経営改善・事業再生ノウハウ集

リスケジュール後の新規融資に有効なものとは?

2014年8月21日

リスケジュール(返済の減額)や金融支援を受けた後は、新たな融資は受けられないのでしょうか?

一般的には厳しいのが実情です。

しかし、そのような支援を受けると同時に、または一年後や二年後に新規の融資を受けることができたケースはあります。

例えば、資本的劣後ローンに転換すると同時に、新規に設備投資のための融資が受けられた事例もあるのです。

例えば、旅館やホテル業で資金繰りが長年厳しい状態で、建物の修繕や設備投資にまわす資金が捻出できなかった場合を考えてみます。

古くから続いているそのような業種では、団体向けの設備が中心だったりします。

しかし、バブル崩壊後、企業の団体旅行が減少し、IT技術の進展により、現在では個人や少人数での旅行が増え続けています。

そのような中で、現在の設備仕様では個人・少人数旅行者のニーズを捉えられなくなってきている、または設備が古くなり過ぎて、故障が続き、クレームが増えているといったような場合、売上を維持することは困難になってきます。

しっかりとした修繕・設備投資の必要性を経営改善計画書に記載し、銀行に新規融資を要請することでそれが可能になる確率が高まるのです。

それには、客観性を持たせることも重要です。

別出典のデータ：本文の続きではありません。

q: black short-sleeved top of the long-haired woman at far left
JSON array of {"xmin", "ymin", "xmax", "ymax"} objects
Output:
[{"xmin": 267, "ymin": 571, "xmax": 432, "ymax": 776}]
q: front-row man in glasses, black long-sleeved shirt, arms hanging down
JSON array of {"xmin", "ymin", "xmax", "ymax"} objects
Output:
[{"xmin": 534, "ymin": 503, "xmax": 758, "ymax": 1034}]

設備投資などでは、客観的に第三者が見ても、最低限この程度の投資をする必要があるということを証明できれば、銀行担当者も稟議を申請しやすくなるのです。

旅館やホテル等の建物や設備に対しての修繕などに関して言えば、「エンジニアリング・レポート」というものを取得するという方法もあります。

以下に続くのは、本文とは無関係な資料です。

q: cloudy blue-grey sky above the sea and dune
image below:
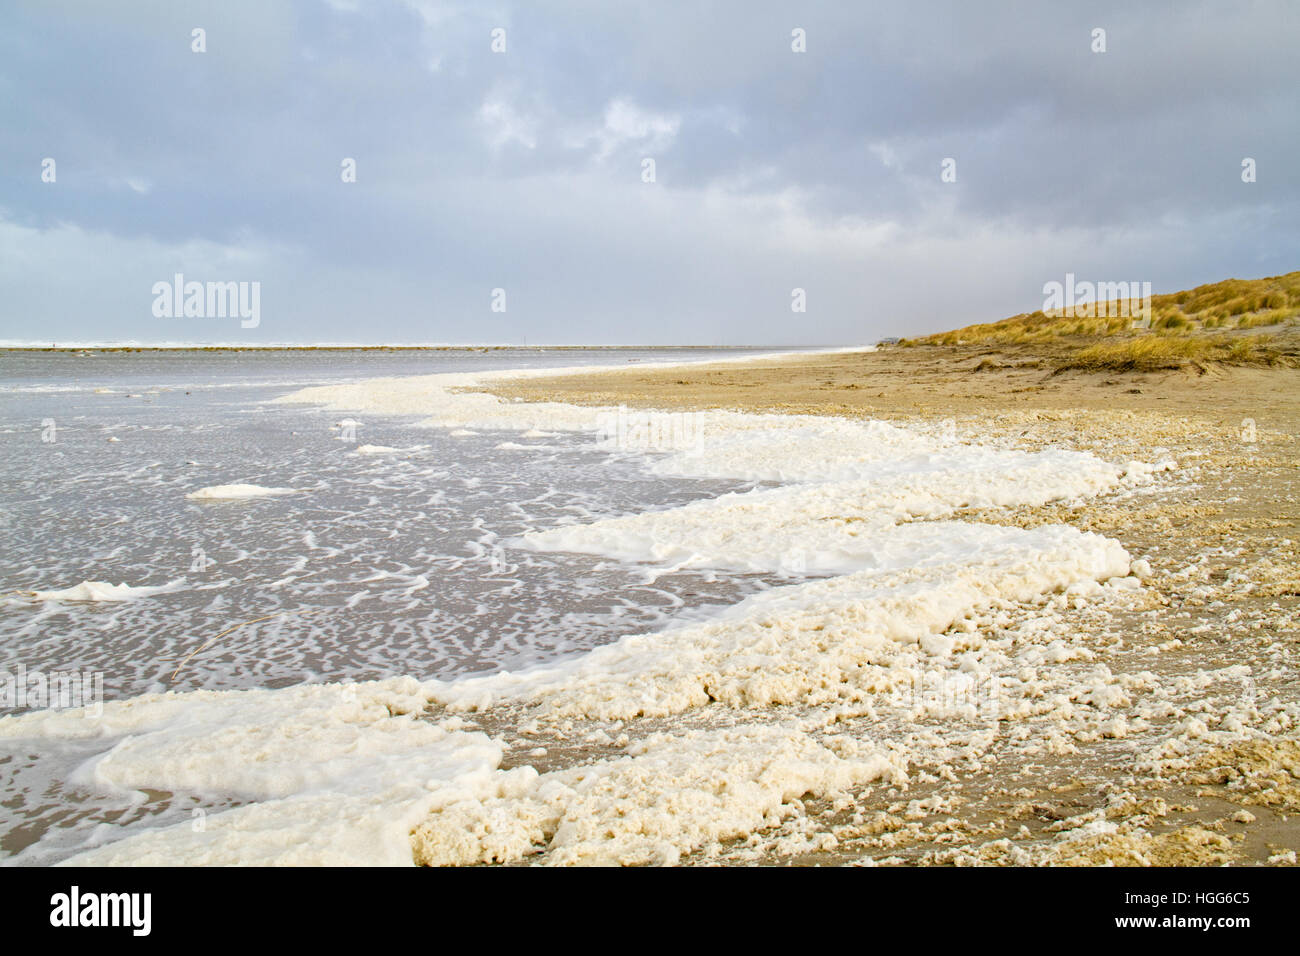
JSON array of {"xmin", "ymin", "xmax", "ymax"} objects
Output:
[{"xmin": 0, "ymin": 0, "xmax": 1300, "ymax": 346}]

エンジニアリング・レポートとは、対象不動産の立地状況、管理状況、遵法性、建築物の仕上・構造、設備の劣化状況、耐震性能、有害物含有状況、土壌汚染などについて、第三者的見地からおこなう調査のことです。

この中には、修繕費用(緊急修繕費用・短期修繕費用・中長期修繕費用)などについて報告がなされます。

第三者的見地からの報告書になるので、銀行担当者も対応がしやすいのです。